A year after breaking ground, the anticipated Associated Students Sustainability Center had it’s grand opening ceremony Oct. 26, becoming the first California State University with one.
After the ribbon was cut and the doors were opened for the first time, students and faculty were able to walk through and learn about the features and resources the estimated $4.7 million facility offers.
The 10,000 square feet center is zero net energy. Using photovoltaic panels to convert light into electricity, uses solar heated water for sinks and showers, has three composting toilets that require less than ½ cup of water per flush, glazed windows that allow light in but not heat, a water recycling and irrigation system that uses close to zero water, reused furniture and was built almost entirely from reusable materials.
“With today’s environment and our current administration withdrawing from the Paris accords, it is now incumbent upon us more than ever… that we maintain a solid commitment to sustainability,” CSUN President Dianne Harrison said. “[The Sustainability center] is a testaments to CSUN’s institutional commitment to the issues of sustainability, resiliency and the tradition of partnership and collaboration on our campus.”
This center is a collaboration facility for Associated Students and the Institutes for Sustainability.
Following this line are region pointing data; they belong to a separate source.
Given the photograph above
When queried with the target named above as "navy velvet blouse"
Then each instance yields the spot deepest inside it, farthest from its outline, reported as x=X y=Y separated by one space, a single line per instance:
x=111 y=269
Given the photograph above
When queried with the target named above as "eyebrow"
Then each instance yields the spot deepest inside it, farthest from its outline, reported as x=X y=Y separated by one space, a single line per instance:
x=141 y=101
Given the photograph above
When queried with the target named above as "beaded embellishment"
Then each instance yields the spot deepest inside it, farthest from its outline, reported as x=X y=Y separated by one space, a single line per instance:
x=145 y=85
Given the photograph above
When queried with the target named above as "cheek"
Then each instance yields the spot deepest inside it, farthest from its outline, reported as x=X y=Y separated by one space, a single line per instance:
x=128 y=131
This center places these two departments into one area, allowing them to communicate and collaborate as one.
“So often we’re working in our own areas that we don’t know what each other are doing,” Interim Director for the Institute for Sustainability, Erica Wohldmann, said. “This will put us in the same space to really have conversations about what is it that the students want.”
The center will be the central collections location for campus recyclables, home of AS recycling, Institute for Sustainability and a focal point for the campus by providing educational programs and services related to the environment and sustainability.
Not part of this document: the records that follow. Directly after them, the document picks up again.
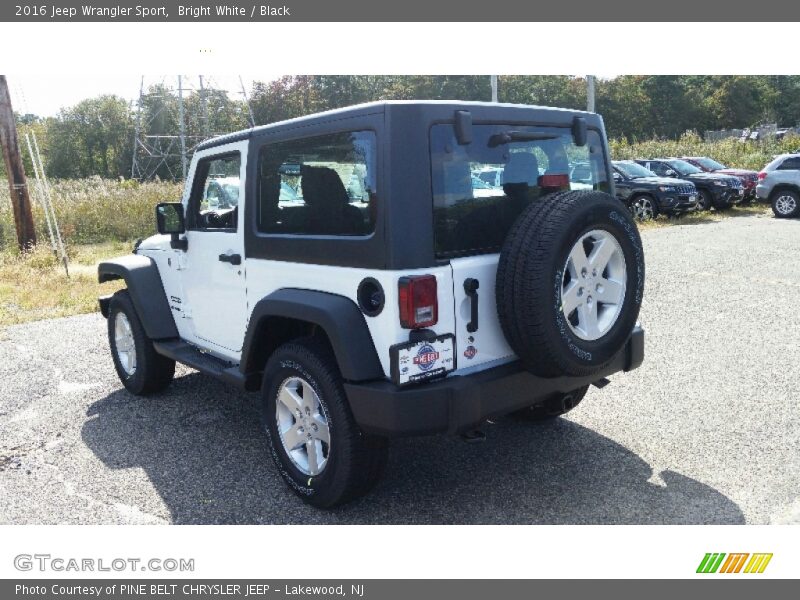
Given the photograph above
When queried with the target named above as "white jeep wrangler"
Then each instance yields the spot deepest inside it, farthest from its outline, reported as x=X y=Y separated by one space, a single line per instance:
x=342 y=265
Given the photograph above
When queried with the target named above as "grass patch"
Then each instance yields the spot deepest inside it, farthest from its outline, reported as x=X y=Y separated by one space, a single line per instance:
x=93 y=210
x=33 y=285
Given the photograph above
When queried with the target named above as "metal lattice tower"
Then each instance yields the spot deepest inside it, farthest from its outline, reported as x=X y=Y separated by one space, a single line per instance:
x=168 y=152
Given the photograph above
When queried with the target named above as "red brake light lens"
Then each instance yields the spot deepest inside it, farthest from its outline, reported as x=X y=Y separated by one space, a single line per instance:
x=419 y=304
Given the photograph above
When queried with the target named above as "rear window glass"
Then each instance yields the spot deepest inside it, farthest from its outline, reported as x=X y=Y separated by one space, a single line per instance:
x=322 y=185
x=790 y=164
x=479 y=189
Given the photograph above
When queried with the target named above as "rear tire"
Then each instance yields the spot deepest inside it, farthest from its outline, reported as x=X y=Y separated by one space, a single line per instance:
x=140 y=368
x=552 y=407
x=786 y=204
x=316 y=444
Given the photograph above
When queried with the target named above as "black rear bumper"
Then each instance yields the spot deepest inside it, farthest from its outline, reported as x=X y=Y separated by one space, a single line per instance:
x=461 y=402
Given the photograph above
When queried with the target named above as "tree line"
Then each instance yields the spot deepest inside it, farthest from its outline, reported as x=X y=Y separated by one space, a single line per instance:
x=96 y=136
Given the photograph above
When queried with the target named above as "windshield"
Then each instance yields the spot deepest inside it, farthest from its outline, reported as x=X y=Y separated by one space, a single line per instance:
x=633 y=170
x=473 y=214
x=683 y=168
x=710 y=164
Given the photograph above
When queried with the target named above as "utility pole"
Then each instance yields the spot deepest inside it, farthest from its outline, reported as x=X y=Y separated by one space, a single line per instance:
x=204 y=109
x=183 y=126
x=138 y=129
x=20 y=199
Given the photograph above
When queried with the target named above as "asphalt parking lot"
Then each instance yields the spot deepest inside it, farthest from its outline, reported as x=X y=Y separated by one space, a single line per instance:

In this facility, they will work to strengthen and expand educational programs, collaborate with departments to complete campus climate action goals and find ways to support faculty and students research projects in relation to sustainability.
“This is a change movement,” Williams Watkins, Vice President of Student Affairs said. “A movement that has to do with how can we ensure that our use of resources today don’t deny resources to those that come after us.”
California Assembly member Dante Acosta was at the ribbon cutting ceremony to acknowledge CSUN’s opening of the Sustainability center and to honor CSUN’s sustainability efforts with a certificate on behalf of the state assembly.
This center will be a place for students to learn about the environment and sustainability, ask questions and apply the practices to their everyday lives.
“There’s no planet ‘B’,” Associated Students President Jonathan Goldenberg said. “We really need to make sure that we are taking a stance and trying to create systems that allow us to have a healthy and sustainable planet for this generation, and generations to come.”